The way that the delta variant has shaken investor confidence might actually be a net benefit to commercial real estate, as institutional investors could shy away from the stock market and the 10-year Treasury bond yield is far below 2%, Barkham said.
“If you’ve got a pension fund and you can only get 1.27% yield out of the bond market, you’re going to look at the real estate market for income,” he said. “But normally, when you’ve got strong economic growth and inflation, bond rates go up. At the moment, we’ve got growth, inflation and negative bond rates. Admittedly, there’s some nervousness from Covid, but, in general, that dynamic is beneficial for real estate.”
Throughout the pandemic, large corporations have responded to uncertainty by building up their cash reserves and refinancing debt while interest rates are historically low. As investors begin to look forward again, there is once again a huge pile of capital waiting to be deployed. Though the distressed asset market for which much of that capital was raised never materialized, so much money is out there that it will likely find its way to every asset class in some form or another, Barkham said.

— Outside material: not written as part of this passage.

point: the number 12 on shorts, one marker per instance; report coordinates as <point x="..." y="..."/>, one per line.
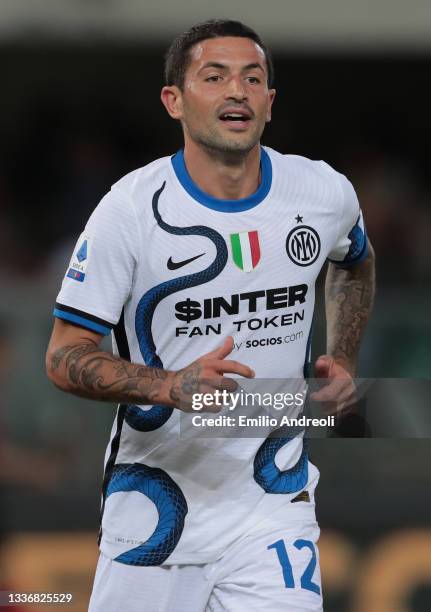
<point x="306" y="578"/>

For shopping malls, which may have the gloomiest outlook aside from the strongest performers, that capital may be invested in redevelopment or repositioning projects, as the drumbeat for conversions of old anchor boxes into distribution centers has grown louder. That the long-term future of commercial real estate involves a smaller portion devoted to retail is not exactly news to the industry. Still, some retailers have emerged from their defensive positions and begun to look for new locations, Enloe said.

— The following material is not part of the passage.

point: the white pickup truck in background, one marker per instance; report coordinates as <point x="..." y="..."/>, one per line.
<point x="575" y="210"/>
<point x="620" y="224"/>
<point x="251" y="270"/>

The hotel industry may have a more difficult path to chart, as its pandemic conditions seem the most likely to be temporary while being the most damaging in terms of present-day income. Even as sellers are dropping their asking prices, a large swath of lenders exited the hospitality sector entirely, Barkham, Enloe and Costello agreed. Many that stayed have much more stringent requirements in terms of loan-to-value ratio, limiting the possible yield that bargain hunters could reap from buying in.
Even with all those challenges, owners of hotels and shopping malls are still seeing a light at the end of the tunnel, Enloe said. To whatever extent they fail to make it all the way back to the 2019 state of affairs, it will likely be down to conditions that were already having an effect before the pandemic, like decreasing foot traffic at malls and fewer lenders available for hotels.
Similarly, the factors driving industrial and multifamily were already in place, making those sectors more enticing as income plays, even as yield may be tougher to come by. If it sounds mundane, then it is the kind of mundane that comes as a relief after the past year and a half.
“Investors are really driving their decisions based on the fundamentals of real estate, with their strategy not being impacted by Covid,” Enloe said.